第13話 婚約者と挑戦

 こんにちは、トラウです。

 やりました、私は遂にやりました。これまで3年間文通を続けた一目惚れの人と、婚約をすることになりました。やったぜ。そこで今一度あって話をすることになったのだが、その準備にてまどっている。やっぱり好きな人の前なので、おめかししたいじゃん?ただ、僕は前の世界でも、この世界でもオシャレに無頓着だった。つまり、どんな格好をすればいいのかが全くわからない。

 ということで、やって参りました、母の元へ。少なくとも僕よりはオシャレに詳しいはずだ。

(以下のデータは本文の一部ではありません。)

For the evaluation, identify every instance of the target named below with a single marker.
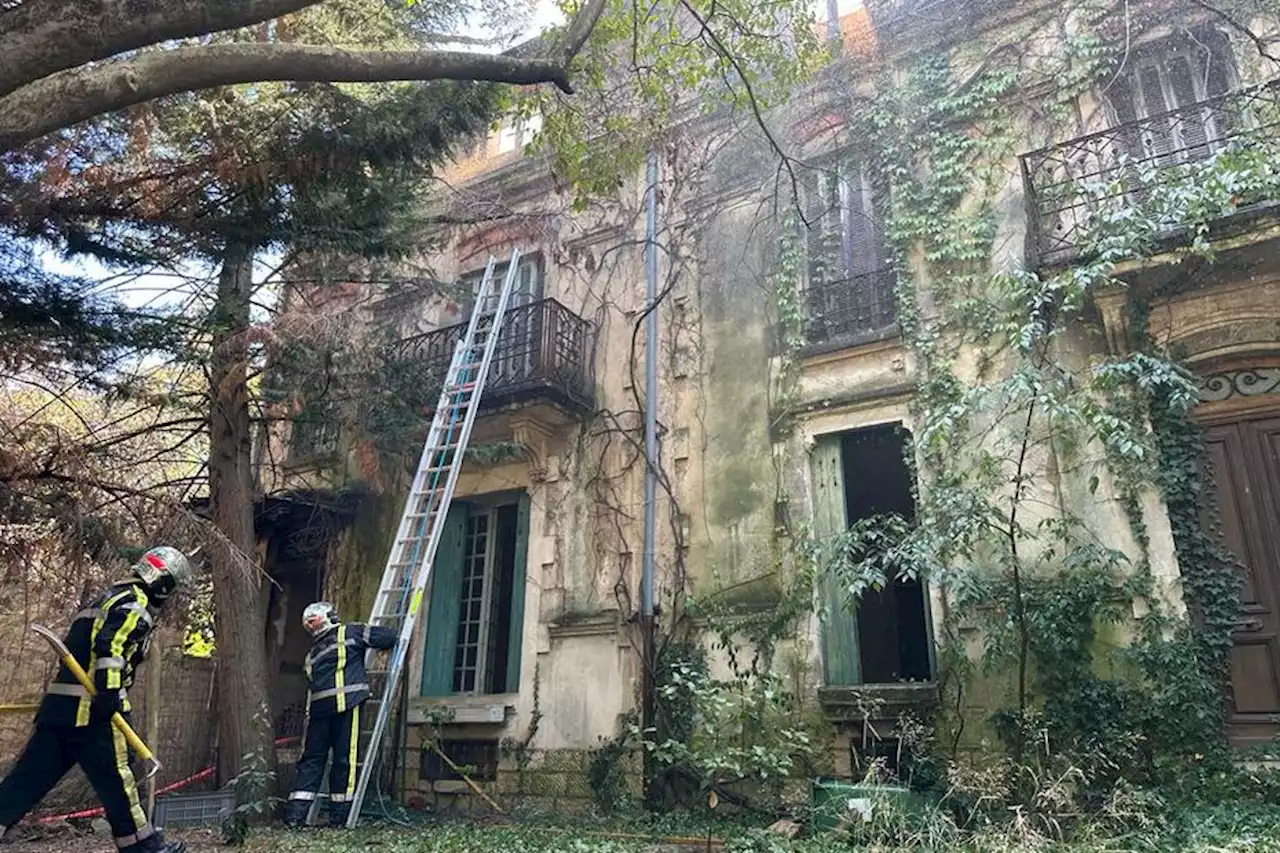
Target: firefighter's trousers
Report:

「母上、今度のハルミヤ家の方との面会の時、オシャレしたいんですが、そういう文化に疎く全く分からないので、手を貸していただけませんか?」


「あら、トラウもそういうの気にするようになったのね。嬉しいわぁ!お母さんに任せてちょうだい。トラウをカッコ良くしてあげる!」


「ありがとうございます、助かります。」


 流石母上だ。こういう時は頼りになる。


「じゃあ、こういうのはどう?」


 そう言って母上が出てきた服はどう見てもドレスだった。


「わたしが子供の頃着てたのー。サイズはほぼ同じなはずよ。」


「母上、ふざけないでください。こっちは真剣にたのんでるんですからぁ。」


 母上は頼りになるのだが、こういう茶目っ気があるので、任せっきりにはできない。


「しょうがないじゃない、トラウ綺麗な顔してるし、しっかりと着付ければ絶対似合うとおもったのよぉー。」


「はいはい、それはわかりましたから、真剣にお願いします。」


「わかったわよ、じゃあこんなかんじはどう?」


 母上は1枚の紙を渡してきた。そこには綺麗な服の絵が書かれていた。何気にうまい。母上は大体のことをそつなくこなすので、尊敬する。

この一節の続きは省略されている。